Да, их очень много. И не потому, что зубных врачей нет, а потому, что у некоторых людей просто нет доступа к зубному. Так что мне трудно назвать их безобразными. Я смотрю на вещи иначе. Когда я вижу бабушку, она мне не кажется безобразной, когда я вижу огромную латышку с внучатами, она мне не кажется безобразной. Большой – да.
То есть слова «безобразный» просто нет в вашем словаре?
Почему? «Безобразное поведение» – пожалуйста. Если же речь идет о внешности, я могу сказать, что у человека грубоватая внешность или изможденный вид. Или что он многое пережил, голодал…
Или занимался саморазрушением, довел сам себя до цугундера и в результате выглядит безобразно. Что в этом плохого?
Слушайте, есть вещи, на которые больно смотреть. Человек становится настолько большим, что уже практически не может ходить и как-то функционировать. На это тяжело смотреть. Это непривлекательно. Я не пытаюсь вас разозлить или как-то поддеть, но эти две женщины, которых вы, скорее всего, имеете в виду, не кажутся мне безобразными. У одной из них невероятно прекрасные бирюзовые глаза, а у другой просто очень костлявое лицо. Лицо, которое кажется вневременным. Этому лицу много тысячелетий, оно происходит из шотландского высокогорья. Именно оттуда приехали предки многих американцев, которые сейчас живут в горах. Редкий человек может показаться мне безобразным. Я могу считать их разбитыми, или угловатыми, или… Много можно придумать прилагательных. Они были очень-очень жестокими и в какой-то момент предельно холодными и суровыми.
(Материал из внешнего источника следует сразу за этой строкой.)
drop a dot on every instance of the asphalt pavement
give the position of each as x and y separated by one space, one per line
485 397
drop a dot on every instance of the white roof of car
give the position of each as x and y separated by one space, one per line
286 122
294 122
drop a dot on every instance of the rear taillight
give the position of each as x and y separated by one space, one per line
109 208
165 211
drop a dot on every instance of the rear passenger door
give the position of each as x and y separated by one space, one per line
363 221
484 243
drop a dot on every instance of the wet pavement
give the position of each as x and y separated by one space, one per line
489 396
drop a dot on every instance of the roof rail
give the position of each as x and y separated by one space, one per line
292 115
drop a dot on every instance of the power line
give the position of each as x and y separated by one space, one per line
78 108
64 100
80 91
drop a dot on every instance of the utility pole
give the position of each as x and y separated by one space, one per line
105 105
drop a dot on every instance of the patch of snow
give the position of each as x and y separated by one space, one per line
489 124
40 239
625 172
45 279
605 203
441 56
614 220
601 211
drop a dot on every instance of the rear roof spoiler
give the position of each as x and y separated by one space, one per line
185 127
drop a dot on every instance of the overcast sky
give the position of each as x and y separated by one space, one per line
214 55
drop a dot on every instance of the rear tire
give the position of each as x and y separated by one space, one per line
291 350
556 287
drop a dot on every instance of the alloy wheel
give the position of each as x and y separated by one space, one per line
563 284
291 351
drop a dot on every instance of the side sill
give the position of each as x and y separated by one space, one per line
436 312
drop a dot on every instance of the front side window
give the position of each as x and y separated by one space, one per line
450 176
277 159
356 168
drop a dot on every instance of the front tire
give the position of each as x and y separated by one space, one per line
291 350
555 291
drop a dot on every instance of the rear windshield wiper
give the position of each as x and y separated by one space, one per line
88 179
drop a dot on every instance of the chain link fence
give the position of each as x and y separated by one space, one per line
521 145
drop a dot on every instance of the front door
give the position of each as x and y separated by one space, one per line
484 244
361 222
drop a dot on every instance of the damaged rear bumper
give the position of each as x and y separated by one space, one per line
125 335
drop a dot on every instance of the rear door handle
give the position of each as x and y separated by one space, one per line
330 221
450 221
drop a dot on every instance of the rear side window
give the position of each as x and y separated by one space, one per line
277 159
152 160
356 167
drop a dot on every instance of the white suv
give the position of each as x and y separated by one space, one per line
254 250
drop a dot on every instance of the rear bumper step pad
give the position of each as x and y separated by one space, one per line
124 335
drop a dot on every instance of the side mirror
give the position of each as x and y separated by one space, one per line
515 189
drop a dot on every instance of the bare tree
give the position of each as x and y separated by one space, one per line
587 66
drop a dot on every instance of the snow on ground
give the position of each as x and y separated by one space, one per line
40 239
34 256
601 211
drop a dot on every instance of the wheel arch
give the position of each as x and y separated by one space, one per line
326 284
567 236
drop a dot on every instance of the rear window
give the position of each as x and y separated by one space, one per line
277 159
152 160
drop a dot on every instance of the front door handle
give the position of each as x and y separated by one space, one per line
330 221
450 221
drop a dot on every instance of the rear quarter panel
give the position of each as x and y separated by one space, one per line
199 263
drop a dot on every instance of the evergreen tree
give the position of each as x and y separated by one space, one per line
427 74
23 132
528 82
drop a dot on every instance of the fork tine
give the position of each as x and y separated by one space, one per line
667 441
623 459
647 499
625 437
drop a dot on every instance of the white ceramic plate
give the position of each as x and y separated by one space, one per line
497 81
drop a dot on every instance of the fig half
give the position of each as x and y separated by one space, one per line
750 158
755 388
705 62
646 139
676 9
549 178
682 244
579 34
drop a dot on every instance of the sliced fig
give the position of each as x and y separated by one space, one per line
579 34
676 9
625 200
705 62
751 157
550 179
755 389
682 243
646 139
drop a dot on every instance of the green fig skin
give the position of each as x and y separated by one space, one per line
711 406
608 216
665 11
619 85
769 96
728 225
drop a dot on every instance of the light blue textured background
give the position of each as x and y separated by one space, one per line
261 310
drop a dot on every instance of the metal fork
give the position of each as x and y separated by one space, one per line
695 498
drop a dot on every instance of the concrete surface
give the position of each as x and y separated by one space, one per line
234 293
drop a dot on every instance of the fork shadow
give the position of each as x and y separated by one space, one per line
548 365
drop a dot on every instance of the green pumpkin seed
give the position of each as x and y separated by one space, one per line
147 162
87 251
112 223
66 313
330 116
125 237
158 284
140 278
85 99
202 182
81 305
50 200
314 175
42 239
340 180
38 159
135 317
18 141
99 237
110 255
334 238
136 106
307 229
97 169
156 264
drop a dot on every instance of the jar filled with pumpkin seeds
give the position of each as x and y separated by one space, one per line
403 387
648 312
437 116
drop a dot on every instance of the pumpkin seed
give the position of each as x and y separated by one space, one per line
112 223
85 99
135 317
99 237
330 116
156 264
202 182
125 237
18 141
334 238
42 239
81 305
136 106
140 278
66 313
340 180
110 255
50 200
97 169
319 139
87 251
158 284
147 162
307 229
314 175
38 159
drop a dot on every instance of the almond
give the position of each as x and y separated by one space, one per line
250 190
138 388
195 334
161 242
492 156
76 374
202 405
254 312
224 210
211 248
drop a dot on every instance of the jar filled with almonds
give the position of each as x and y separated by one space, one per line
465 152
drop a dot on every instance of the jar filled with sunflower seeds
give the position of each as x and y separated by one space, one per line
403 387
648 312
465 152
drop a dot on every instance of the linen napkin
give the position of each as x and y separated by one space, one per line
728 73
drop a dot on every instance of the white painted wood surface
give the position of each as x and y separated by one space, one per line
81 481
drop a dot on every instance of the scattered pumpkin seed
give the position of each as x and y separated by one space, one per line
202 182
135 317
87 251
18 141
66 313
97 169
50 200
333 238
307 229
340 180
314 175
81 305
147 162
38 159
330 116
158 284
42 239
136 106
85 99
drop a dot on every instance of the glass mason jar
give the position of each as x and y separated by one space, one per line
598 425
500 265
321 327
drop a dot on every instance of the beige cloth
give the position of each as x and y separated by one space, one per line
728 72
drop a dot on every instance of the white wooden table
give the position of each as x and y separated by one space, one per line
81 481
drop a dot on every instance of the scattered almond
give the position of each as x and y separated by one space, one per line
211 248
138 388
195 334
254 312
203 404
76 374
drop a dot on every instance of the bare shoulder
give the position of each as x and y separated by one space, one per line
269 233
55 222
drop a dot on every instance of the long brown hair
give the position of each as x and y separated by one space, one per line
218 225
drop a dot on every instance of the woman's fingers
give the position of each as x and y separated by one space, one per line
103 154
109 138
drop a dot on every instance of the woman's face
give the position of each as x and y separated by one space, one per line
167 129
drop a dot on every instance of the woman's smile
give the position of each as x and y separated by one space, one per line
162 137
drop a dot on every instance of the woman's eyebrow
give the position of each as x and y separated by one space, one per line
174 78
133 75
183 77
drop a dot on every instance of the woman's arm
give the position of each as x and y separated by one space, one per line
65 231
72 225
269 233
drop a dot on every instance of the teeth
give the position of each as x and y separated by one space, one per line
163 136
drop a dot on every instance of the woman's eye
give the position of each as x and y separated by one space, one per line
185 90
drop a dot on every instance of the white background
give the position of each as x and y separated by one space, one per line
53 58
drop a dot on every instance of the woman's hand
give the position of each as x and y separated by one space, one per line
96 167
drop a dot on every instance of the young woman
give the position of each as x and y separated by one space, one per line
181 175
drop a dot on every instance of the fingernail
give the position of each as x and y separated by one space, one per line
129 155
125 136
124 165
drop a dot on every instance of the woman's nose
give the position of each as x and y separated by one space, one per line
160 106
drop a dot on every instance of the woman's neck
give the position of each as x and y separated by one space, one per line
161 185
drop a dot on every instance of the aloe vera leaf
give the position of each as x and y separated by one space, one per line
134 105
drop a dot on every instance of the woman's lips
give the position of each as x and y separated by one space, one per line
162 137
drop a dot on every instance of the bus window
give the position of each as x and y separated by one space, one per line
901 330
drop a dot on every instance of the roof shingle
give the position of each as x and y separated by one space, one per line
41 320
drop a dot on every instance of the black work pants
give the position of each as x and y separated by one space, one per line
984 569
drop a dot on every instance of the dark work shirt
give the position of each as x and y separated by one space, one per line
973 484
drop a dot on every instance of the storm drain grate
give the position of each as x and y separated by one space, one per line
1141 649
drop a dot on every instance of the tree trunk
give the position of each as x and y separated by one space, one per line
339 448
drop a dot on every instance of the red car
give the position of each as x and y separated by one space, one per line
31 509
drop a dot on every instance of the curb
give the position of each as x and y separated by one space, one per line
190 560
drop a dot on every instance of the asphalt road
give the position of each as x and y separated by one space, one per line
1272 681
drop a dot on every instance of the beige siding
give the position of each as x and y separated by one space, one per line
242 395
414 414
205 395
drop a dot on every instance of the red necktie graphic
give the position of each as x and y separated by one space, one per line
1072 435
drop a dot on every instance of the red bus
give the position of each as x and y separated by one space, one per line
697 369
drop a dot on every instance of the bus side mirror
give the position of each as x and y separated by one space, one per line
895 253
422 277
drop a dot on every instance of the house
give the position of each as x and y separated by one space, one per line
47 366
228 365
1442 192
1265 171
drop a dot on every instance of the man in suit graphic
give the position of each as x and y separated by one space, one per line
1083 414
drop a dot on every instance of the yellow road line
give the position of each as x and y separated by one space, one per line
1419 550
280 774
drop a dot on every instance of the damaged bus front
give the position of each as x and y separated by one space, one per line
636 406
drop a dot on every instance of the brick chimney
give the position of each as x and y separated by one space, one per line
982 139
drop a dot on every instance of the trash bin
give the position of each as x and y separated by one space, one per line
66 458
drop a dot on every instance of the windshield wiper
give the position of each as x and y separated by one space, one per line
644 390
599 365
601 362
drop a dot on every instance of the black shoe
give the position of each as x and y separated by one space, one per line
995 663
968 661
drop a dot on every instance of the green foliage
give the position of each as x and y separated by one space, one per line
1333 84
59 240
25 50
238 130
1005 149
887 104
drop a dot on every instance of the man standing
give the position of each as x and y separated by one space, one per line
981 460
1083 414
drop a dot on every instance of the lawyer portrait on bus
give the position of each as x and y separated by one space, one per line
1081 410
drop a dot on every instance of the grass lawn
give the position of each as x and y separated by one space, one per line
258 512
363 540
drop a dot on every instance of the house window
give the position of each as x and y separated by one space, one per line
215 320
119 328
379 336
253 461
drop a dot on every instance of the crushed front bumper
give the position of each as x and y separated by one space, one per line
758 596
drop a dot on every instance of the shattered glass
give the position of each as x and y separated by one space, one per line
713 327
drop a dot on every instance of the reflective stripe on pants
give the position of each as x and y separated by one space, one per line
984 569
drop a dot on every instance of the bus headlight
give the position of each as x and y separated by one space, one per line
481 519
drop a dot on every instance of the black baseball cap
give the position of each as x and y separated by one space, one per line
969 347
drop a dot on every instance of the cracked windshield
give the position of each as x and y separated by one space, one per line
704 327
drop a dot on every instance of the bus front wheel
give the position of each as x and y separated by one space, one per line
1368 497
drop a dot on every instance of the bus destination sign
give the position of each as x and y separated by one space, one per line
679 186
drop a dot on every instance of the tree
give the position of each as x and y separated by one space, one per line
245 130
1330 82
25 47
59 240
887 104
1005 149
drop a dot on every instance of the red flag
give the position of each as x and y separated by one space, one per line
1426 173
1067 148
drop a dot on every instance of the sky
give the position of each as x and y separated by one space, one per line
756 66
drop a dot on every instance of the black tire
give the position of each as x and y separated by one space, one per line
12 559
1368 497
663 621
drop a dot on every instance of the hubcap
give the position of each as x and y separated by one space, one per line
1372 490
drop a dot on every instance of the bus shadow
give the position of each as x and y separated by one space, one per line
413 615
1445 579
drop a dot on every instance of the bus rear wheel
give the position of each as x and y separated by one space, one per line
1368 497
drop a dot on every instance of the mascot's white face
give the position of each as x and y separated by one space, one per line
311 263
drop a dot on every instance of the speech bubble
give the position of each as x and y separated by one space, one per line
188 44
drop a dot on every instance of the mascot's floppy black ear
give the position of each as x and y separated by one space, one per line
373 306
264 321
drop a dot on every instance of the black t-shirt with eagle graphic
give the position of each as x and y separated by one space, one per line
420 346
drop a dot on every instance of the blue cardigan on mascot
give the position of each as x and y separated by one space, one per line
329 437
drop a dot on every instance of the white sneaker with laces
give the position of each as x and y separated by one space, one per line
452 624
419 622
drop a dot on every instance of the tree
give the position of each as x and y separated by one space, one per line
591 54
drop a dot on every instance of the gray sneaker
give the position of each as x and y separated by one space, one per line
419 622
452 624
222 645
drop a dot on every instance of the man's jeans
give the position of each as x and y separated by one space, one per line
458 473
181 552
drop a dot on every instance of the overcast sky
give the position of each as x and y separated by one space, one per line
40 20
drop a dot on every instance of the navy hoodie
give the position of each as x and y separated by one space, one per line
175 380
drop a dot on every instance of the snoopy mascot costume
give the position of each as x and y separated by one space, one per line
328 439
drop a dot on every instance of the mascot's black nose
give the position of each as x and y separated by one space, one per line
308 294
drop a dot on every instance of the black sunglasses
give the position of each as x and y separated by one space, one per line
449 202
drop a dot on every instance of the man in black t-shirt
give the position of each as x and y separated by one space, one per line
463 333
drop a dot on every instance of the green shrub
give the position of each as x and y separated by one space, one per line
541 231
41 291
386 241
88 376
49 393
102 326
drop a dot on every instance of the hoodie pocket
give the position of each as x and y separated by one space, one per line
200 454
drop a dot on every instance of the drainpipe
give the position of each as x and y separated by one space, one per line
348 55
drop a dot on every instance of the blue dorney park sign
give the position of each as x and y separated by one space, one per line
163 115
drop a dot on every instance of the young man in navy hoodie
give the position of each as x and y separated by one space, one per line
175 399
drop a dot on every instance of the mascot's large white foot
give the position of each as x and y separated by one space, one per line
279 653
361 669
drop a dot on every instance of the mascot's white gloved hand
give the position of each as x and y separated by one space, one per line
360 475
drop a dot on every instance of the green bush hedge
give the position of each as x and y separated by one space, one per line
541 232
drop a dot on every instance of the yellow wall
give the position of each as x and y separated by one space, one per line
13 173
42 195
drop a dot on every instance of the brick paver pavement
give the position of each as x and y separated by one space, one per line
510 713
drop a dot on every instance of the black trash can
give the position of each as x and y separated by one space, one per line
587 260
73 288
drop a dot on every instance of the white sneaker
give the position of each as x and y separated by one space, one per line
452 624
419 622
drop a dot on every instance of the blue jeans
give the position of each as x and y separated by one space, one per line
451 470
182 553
Я поражен, что вы с такой страстью защищаете лица этих женщин. Когда вы сказали, что этому лицу тысяча лет, я стал совершенно иначе его воспринимать. Получается, в ваши намерения не входило сделать этих персонажей страшными?
Некоторые из них просто местные жители, они не актеры, просто там живут.
Но не эта же дама.
Главная дама – актриса, та, что с рыжеватыми волосами. Но что интересно, ее семья как раз жила в горах. Сама она теперь живет в Лос-Анджелесе, но родилась она в бедных районах Теннесси. Когда мы приехали туда, где нам предстояло снимать, она подошла к женщинам, попыталась с ними заговорить. Ей вспомнились ее тетушки, другие родственники, которые, как ей казалось, походили на персонажей нашего фильма. И она встала рядом с женщиной, которая выглядела, как вы сказали, особенно изнуренной. А актриса на самом деле довольно молодая. И вот она стоит рядом с этой местной жительницей. Она заметила этот специфический подбородок, это генетическое наследие и обратила мое внимание: «Смотри, как мы похожи!» И та же самая актриса, если ее нарядить, сделать прическу и накрасить губы, кажется настоящей красавицей. Я ничего не делала специально, чтобы она показалась безобразной. Было холодно, на ней не было никакого грима, мы подолгу снимали. Как она выглядела, такой мы ее и снимали. Когда она приходит на какоенибудь мероприятие, ее не отличить от других актрис. Но именно она отметила это сходство. Она заметила, что у них у всех, должно быть, общее происхождение. И ей это очень помогло в работе над ролью – ей казалось, что некоторых персонажей этой истории она очень хорошо знает.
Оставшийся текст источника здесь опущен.